Caboolture Daytime Branch of SGAP

   Prickly Pear
   Plants of Prickly Pear can still be seen along roadsides but they are no longer a serious environmental threat

It is hard to imagine today, but by the 1920s there were 24,250,000 hectares of Australia covered with Prickly Pear (Optunia inermis). The cactus had been introduced into Australia in 1839 and by 1862 it had reached the Chinchilla area in central Queensland. By the turn of the century it was increasing at a rate of 400,000 hectares a year. Farmers tried to fight it by cutting and burning but their labours met with little success. In 1925 the Commonwealth Prickly Pear Board, realising the scale of the problem, introduced the Cactoblastis moth and larva from South America (Cactoblastis cactorum).

Initially 3,000 eggs arrived from Argentina and, from a population of 527 females, a total of 100,605 eggs were hatched. Half these eggs were sent to the Chinchilla Prickly Pear Experimental Station and half were kept in Brisbane.

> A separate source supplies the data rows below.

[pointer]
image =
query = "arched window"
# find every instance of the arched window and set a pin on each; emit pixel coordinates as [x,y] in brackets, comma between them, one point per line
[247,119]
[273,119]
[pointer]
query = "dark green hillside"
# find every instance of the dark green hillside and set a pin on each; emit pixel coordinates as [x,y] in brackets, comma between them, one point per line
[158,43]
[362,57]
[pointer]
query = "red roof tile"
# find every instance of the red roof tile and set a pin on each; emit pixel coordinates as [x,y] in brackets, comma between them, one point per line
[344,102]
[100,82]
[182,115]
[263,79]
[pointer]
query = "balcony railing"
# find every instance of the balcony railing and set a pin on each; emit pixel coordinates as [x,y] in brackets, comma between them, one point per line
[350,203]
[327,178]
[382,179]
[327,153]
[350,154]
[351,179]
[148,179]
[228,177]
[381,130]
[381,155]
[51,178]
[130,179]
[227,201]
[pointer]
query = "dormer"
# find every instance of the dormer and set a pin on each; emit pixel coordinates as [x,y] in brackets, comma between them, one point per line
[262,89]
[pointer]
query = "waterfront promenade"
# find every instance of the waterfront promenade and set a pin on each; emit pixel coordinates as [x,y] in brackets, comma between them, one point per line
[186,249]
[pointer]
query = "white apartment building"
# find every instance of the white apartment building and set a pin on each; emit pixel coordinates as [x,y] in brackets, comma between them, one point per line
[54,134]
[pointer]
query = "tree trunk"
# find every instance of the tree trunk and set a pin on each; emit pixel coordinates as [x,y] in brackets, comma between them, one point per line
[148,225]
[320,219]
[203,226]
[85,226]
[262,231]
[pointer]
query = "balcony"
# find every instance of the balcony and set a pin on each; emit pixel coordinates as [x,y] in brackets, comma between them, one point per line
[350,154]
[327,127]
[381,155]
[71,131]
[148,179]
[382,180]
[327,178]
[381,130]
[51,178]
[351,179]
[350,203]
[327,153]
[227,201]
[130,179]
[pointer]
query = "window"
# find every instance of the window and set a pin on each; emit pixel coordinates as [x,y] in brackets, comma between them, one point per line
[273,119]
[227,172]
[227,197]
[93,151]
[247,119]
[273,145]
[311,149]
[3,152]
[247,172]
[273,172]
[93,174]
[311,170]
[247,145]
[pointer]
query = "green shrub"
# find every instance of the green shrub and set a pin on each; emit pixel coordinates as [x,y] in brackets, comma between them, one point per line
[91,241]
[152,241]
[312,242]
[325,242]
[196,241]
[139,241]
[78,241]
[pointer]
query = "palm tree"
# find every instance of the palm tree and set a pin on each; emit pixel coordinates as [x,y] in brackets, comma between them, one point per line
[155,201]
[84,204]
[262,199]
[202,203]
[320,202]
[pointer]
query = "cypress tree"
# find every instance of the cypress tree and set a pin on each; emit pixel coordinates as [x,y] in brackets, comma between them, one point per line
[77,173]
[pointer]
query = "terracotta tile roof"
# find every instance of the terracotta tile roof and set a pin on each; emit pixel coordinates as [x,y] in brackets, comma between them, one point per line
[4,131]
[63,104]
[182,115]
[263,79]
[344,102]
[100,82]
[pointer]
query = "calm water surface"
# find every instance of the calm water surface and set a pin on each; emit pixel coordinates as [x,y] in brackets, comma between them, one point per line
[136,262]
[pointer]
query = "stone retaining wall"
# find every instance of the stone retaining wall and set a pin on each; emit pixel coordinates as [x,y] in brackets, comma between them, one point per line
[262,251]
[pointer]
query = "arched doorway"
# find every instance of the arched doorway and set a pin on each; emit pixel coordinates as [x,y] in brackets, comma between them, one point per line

The moth was spectacularly productive. The second generation yielded 2,539,506 eggs. At the height of the operation Chinchilla was sending out as many as 14 million cactoblastis eggs a day.

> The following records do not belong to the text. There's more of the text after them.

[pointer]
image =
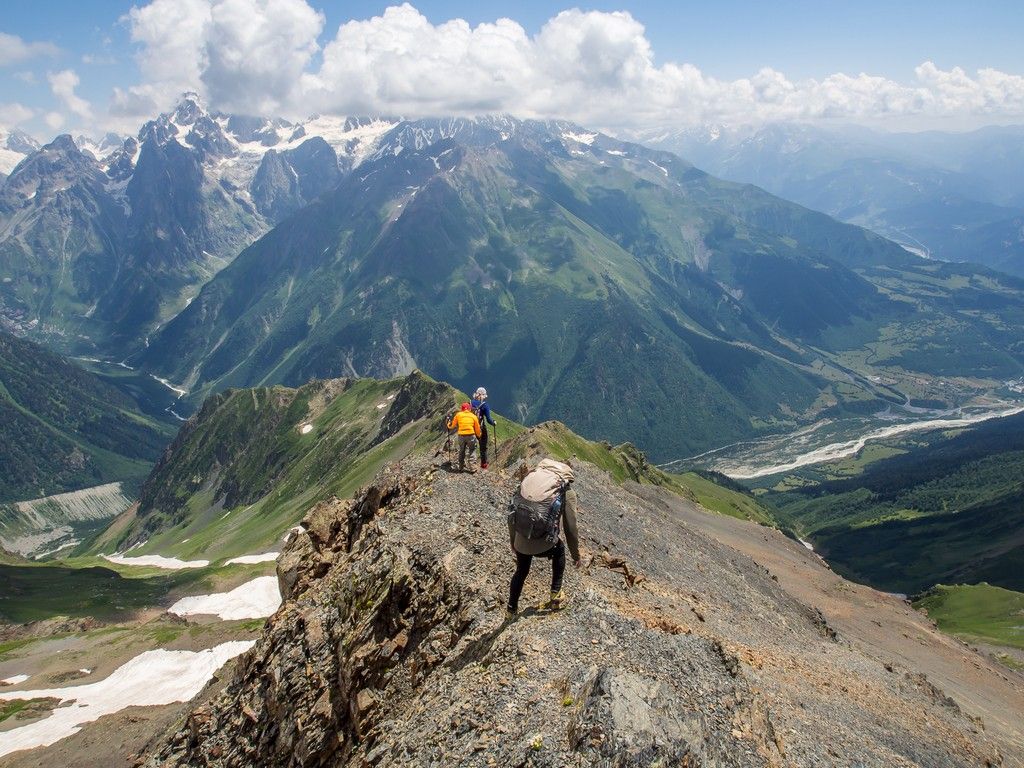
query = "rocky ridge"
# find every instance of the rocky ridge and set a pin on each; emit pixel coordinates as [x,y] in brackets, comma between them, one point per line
[675,649]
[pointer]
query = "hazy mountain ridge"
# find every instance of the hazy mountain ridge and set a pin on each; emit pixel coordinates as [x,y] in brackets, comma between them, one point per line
[456,256]
[390,648]
[101,242]
[953,197]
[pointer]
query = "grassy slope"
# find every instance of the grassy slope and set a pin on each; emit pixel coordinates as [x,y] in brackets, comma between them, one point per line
[243,473]
[91,587]
[936,508]
[248,445]
[607,291]
[62,429]
[978,611]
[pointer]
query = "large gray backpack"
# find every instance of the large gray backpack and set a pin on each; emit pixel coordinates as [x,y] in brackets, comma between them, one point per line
[536,509]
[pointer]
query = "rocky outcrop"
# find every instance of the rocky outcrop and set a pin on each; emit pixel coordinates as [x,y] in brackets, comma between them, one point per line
[390,648]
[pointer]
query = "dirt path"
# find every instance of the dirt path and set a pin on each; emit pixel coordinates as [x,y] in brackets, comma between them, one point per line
[882,626]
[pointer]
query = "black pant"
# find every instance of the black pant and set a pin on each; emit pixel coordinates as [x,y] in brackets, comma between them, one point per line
[522,562]
[466,442]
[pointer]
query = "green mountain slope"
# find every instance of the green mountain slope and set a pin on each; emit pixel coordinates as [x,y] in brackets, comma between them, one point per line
[978,611]
[254,461]
[615,289]
[946,510]
[61,428]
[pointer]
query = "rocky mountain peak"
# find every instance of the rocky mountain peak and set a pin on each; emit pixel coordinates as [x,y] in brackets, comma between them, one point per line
[390,647]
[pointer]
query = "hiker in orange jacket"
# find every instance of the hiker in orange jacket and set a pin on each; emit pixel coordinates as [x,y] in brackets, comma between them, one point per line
[468,427]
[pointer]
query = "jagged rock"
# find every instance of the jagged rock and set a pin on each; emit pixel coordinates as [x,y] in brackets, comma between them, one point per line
[625,721]
[390,649]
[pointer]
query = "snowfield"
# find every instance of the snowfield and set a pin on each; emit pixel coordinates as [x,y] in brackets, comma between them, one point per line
[157,561]
[255,599]
[157,677]
[251,559]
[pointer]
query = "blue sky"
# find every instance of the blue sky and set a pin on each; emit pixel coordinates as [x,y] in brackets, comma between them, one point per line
[807,43]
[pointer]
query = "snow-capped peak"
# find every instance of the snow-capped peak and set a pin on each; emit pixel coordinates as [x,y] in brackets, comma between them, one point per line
[14,146]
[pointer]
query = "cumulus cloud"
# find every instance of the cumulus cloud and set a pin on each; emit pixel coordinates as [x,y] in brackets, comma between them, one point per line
[62,84]
[260,56]
[14,49]
[12,114]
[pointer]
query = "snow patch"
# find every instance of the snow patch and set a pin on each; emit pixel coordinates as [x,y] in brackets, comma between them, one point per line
[582,138]
[177,390]
[660,168]
[157,677]
[156,561]
[255,599]
[250,559]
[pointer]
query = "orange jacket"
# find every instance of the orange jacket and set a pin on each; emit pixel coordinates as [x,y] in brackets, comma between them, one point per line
[467,423]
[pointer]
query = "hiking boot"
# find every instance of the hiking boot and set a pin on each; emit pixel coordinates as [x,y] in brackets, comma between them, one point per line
[555,602]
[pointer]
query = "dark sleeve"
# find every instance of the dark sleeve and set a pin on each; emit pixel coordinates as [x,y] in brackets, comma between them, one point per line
[568,518]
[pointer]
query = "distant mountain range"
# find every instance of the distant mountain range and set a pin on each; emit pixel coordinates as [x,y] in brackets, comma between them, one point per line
[102,242]
[589,280]
[616,288]
[956,197]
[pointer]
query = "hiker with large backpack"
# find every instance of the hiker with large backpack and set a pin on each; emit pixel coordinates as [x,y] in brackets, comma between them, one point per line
[468,427]
[541,510]
[482,410]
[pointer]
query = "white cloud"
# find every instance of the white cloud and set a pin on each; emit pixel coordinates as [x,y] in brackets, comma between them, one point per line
[12,114]
[14,49]
[64,84]
[595,68]
[256,51]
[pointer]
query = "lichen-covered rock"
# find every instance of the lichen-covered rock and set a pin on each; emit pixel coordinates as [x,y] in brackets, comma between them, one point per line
[391,649]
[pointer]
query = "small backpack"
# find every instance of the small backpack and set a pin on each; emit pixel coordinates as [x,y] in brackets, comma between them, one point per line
[540,518]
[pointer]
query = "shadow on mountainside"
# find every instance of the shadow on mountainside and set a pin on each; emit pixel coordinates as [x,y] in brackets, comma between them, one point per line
[390,647]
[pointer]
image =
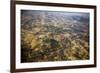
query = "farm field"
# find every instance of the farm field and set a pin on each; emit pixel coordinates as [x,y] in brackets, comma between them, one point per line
[54,36]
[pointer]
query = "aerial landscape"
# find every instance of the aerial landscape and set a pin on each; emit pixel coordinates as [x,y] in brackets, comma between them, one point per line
[54,36]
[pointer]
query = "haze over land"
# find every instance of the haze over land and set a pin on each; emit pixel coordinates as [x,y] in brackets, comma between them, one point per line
[54,36]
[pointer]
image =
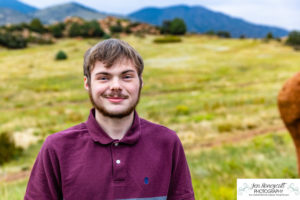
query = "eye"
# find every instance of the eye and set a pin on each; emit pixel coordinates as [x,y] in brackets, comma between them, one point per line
[127,76]
[102,78]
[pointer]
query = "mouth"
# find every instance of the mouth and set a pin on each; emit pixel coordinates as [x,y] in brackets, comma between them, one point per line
[115,99]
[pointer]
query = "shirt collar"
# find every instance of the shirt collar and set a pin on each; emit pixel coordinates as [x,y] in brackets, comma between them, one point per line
[99,135]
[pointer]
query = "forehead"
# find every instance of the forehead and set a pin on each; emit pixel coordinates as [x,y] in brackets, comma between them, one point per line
[118,67]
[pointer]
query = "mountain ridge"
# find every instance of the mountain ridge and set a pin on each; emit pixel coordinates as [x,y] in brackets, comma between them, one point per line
[206,20]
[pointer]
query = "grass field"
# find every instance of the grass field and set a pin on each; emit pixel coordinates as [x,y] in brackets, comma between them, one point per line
[218,94]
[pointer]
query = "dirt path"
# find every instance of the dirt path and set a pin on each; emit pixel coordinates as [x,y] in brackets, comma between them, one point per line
[235,138]
[218,142]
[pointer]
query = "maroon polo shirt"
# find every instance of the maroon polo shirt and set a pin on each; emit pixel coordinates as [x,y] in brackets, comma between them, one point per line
[85,163]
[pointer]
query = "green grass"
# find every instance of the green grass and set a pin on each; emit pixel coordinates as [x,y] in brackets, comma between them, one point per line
[204,88]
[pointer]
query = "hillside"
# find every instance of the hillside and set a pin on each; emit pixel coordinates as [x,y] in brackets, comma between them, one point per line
[200,20]
[207,89]
[9,16]
[17,5]
[60,12]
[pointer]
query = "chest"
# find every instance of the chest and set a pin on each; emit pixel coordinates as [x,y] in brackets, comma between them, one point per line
[115,172]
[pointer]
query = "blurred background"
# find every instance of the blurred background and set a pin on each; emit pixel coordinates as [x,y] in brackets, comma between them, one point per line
[213,70]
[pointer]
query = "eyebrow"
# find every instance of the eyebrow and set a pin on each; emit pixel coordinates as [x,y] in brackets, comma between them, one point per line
[106,73]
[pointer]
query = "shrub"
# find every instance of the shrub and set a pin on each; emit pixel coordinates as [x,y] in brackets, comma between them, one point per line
[294,38]
[210,32]
[74,30]
[88,29]
[269,36]
[224,34]
[57,30]
[174,27]
[36,26]
[116,28]
[61,55]
[8,149]
[167,39]
[177,27]
[12,41]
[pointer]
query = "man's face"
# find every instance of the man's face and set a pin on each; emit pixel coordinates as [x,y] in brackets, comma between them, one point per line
[114,91]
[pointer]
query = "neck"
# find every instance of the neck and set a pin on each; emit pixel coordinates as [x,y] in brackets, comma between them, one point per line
[116,128]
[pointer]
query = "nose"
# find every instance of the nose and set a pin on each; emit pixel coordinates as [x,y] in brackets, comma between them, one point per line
[115,85]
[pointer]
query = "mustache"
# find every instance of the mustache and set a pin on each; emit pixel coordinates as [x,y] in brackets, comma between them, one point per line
[116,95]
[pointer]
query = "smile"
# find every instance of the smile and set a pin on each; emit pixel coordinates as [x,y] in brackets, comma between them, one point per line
[115,99]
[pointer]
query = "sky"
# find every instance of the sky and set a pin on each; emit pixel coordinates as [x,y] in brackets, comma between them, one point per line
[281,13]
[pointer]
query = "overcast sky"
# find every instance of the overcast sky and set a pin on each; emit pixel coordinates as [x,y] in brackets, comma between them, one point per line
[282,13]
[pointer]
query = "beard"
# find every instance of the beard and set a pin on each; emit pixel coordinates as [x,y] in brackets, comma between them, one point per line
[101,109]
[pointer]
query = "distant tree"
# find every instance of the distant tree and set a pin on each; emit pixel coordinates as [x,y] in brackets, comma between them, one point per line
[174,27]
[269,36]
[242,36]
[177,27]
[116,28]
[93,29]
[75,30]
[165,28]
[210,32]
[36,26]
[61,55]
[293,38]
[224,34]
[12,41]
[57,30]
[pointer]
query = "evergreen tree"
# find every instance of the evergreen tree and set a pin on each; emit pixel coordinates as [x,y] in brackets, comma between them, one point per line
[36,26]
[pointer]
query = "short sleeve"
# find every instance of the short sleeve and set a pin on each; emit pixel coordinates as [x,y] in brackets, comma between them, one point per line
[44,182]
[181,184]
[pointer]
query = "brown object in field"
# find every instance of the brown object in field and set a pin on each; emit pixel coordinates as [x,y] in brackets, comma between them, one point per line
[289,107]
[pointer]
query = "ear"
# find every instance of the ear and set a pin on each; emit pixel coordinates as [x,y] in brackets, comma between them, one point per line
[142,82]
[86,85]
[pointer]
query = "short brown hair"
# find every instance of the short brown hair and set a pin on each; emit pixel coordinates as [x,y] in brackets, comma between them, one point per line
[109,52]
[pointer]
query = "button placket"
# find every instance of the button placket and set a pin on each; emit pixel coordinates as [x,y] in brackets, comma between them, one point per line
[119,168]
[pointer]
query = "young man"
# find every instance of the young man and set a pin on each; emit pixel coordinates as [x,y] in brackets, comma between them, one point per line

In 1910 Prickly Pear was declared a pest and the Queensland Government offered 100,000 acres (40,469 ha) reward to the first person to eradicate prickly pear. In 1926 the Cactoblastis moth was released to attack prickly pear and by 1933 most of the land was cleared of the pest.

No wonder the locals decided to dedicate a hall to this small insect. Located 10 km east of Chinchilla on the Warrego Highway is the Boonargo Cactoblastis Hall which was built by the local farmers in 1936 and dedicated to the redoubtable insect which had managed to eat its way through the jungles of Prickly Pear. It was seen as the true saviour of rural Australia and thus it is entirely reasonable that a hall should have been dedicated to its memory.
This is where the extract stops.